Some fly rods do work on close-to-bottom fish. One uses a sinking or sink tip line, and flies that resemble early stage insects, and you watch for irregular movement of the line.
Just about every river fish in Alaska heads for the sea before the rivers freeze over. That includes the Arctic Char and Grayling. Steelheads remain out at sea for 2 or 3 years before returning to spawn. We had a number of years when it was only catch and release because some POS decided to illegally dump a bunch of northern pike into a lake and they got into the river and ate all the trout fry. Northern Pike is an invasive species in Alaska. Thankfully, things have returned back to normal and we can once again keep our Steelhead.
Salmon stop eating, begin to mutate, and start dying the instant they hit freshwater.

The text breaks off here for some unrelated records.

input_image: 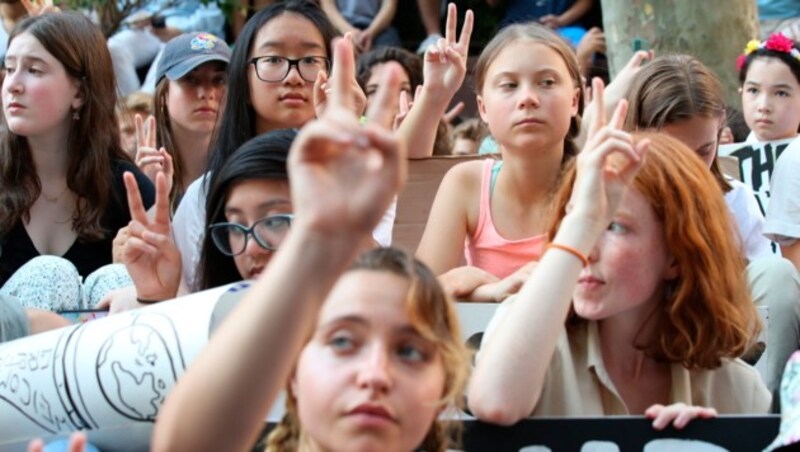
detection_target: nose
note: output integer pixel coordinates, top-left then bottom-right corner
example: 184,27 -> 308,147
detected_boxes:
357,343 -> 392,392
756,91 -> 770,112
244,236 -> 271,258
519,85 -> 539,108
283,65 -> 306,86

I check the salmon I catch for sea lice. If the sea lice are still alive then it has not been in freshwater for more than three days. I try to fish close to estuaries to ensure my salmon are as fresh as possible. If they look all mutated and beat up, with flesh hanging off them, then they probably have been in freshwater for a week, maybe longer.
Since salmon stop eating when they hit freshwater, there is a trick to catching them. You bait them with salmon roe. They instinctively try to bury the floating blob of salmon roe into the mud or gravel on the river bottom. It is during that brief period when they suck the roe into their mouth, and before they spit it out again on the river bottom, that you have to set your hook. It takes a little practice to figure out the correct feel.
The Kenai River is the most popular river in Alaska for world class salmon. Five foot long 80-pound King salmon are not uncommon. Because it is so popular with the tourists, I fish the Ninilchik River closer to Homer. The Kings are only 20 to 30 pounds, but they are much easier to catch. Silvers are what I catch the most, but they don't start running until the end of June. Reds (Sockeye) are what I prefer because they are the best tasting, and they are the smallest of the five species of Pacific salmon weigh in between 6 and 8 pounds.
I'm planning on catching 250+ pounds of salmon by the end of July. Caribou season begins in August, so I want to have my salmon fishing finished and the salmon smoked by then.
Since halibut tend to be in 400+ foot deep waters, I seriously doubt even a weighted line would help. You need some serious weight to get it that deep rapidly.